須田:あれは、なんだったんですかね。ほんと不思議な感覚で、未だに強く覚えています。

撮影期間が長かったので、監督と役や作品についてたくさん話す機会があったのもよかったです。短期で、集中的に撮り切っちゃうみたいなことだと、なかなかそういう機会も得られないことが多いので。

——完成した作品を見て、どう感じましたか

須田:なかなか、自分が出ている作品を客観的に見るのが難しいんですけど…「この長さの理由がわかるな」というか、監督が描きたかった一人一人のキャラクターがしっかり丁寧に描かれているので、すごく強い、濃度の濃い作品になっていると思いますし、自分が出ているからいうわけではなく、本当に好きな作品になりました。

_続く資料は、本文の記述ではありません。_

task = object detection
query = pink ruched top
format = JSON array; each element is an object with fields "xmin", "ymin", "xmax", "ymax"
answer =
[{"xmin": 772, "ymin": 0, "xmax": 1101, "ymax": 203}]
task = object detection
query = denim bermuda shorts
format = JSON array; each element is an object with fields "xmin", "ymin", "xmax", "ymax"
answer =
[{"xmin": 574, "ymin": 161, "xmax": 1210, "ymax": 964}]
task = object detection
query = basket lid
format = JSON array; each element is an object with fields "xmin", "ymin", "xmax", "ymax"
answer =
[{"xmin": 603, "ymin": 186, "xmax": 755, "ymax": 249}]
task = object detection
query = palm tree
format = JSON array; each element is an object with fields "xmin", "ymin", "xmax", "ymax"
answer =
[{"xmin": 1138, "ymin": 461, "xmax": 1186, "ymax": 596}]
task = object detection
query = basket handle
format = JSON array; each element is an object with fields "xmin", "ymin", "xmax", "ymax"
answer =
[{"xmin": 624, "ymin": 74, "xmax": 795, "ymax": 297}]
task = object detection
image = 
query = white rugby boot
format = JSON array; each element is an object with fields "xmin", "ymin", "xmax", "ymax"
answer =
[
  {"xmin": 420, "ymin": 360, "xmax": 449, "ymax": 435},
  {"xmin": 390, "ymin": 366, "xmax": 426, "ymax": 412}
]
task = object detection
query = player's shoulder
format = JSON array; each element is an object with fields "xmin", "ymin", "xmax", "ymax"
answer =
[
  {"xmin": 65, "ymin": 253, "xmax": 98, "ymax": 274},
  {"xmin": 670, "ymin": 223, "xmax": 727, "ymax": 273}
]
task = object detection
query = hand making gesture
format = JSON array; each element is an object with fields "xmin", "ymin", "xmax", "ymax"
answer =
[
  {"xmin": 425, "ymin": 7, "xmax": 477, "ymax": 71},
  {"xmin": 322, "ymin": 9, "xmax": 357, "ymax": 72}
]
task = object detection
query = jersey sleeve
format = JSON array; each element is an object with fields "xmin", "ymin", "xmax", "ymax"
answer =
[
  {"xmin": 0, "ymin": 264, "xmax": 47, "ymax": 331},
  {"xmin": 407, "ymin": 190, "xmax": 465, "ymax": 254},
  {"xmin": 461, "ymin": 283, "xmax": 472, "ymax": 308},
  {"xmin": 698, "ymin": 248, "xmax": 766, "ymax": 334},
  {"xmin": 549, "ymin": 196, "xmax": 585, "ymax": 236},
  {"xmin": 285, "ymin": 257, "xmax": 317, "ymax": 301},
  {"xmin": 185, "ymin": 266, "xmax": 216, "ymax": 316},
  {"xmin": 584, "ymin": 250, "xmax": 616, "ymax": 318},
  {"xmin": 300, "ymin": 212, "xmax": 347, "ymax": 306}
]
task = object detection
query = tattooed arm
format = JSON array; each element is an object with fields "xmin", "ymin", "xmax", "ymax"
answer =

:自分で編集もしているので、見るたび自己評価も変わるし、冷静に見られるようになるのはもう少し時間がかかるかと思いますが、元々台本に込めていた意図は表現できているなと思いますし、間違いなく自分のものだと言える作品がつくれたなとは感じています。

——最後に、野暮なことを聞きますが、どんな方にこの作品を観ていただきたいですか。

二人:全員です(笑)

須田:ほんと、特定の誰か、ということではなくて。全国民に(笑)

賛否両論ある作品であることは間違いないですけど、その賛否両論を聞きたいし、語り合いたいですね。

:設定だけでいえば、特定の人にだけ刺さるとてもニッチな作品のようにも見えるかもしれませんが、世代も境遇も超えて届く普遍的な題材を扱ったつもりなので、できるだけたくさんの、いろんな境遇の人に観てもらいたいですね。ぼくは、脚本から演出、撮影、編集も自分でやった関係上、どうしたって客観的には見られないので、これから観た人がこの作品をどのように捉え、どう感じたのか、感想を聞くのをとても楽しみにしています。

——ありがとうございました。

二人:ありがとうございました。